Alright, guys, pop quiz time! The person above is: a) Doug
b) Danny Basham
b) Bert Basham
d) None of the above.
And what’s up with the Basham Brothers? I mean, honestly, I have no idea. Do they even exist anymore? I mean, I know that a couple people that bear a slight resemblance to what I vaguely remember to be the Bashams appeared on Smackdown a couple weeks ago to serve as lumberjacks in the Kurt Angle vs. Eddie Guerrero match, but my inside sources could not come through in time to confirm that it was in fact them. Seems like no one can quite remember what exactly they look like, which is a big problem for them.
Seems to me that if WWE got behind their tag team division in any kind of serious way, the Bashams could be utilized as a vital part of that division. Instead, they are lucky to appear on the dark match before the Velocity tapings most weeks. Again, this has nothing to do with WWE’s general incompetence, but rather has to do with what a taboo topic the Bashams are for discussion on the Torch message board.

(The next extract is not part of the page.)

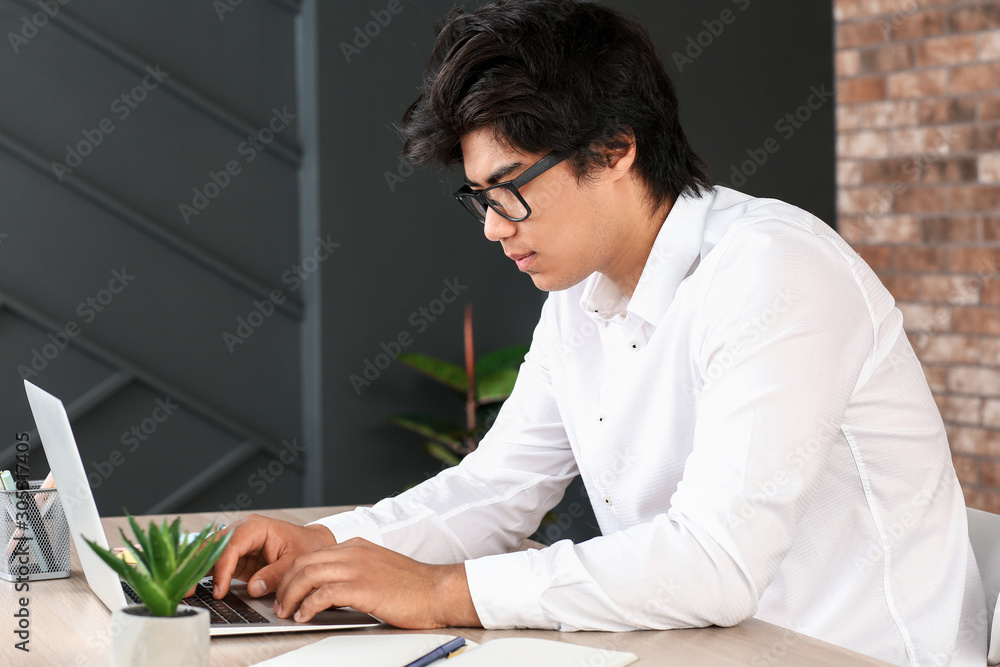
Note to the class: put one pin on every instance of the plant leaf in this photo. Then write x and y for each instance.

And what about Shane McMahon? Glad you asked. He’s a snot nosed, silver spooned piece of crap that hogs up too much television time when he’s featured on the shows, refuses to lose even to top wrestlers like Kane and shows up in jogging pants and tennis shoes because he doesn’t care about the wrestling business. The only reason he’s in it is because his father owns the company. That’s my story and I’m sticking to it.
Dusty Giebink writes about topics too strong for the Torch on this fine website on a semi-consistent basis out of the goodness of his heart. He feels very strongly about the fact that the key to turning business around for NWA TNA is hiring a dancing bear to replace Vince Russo and do the booking for the company.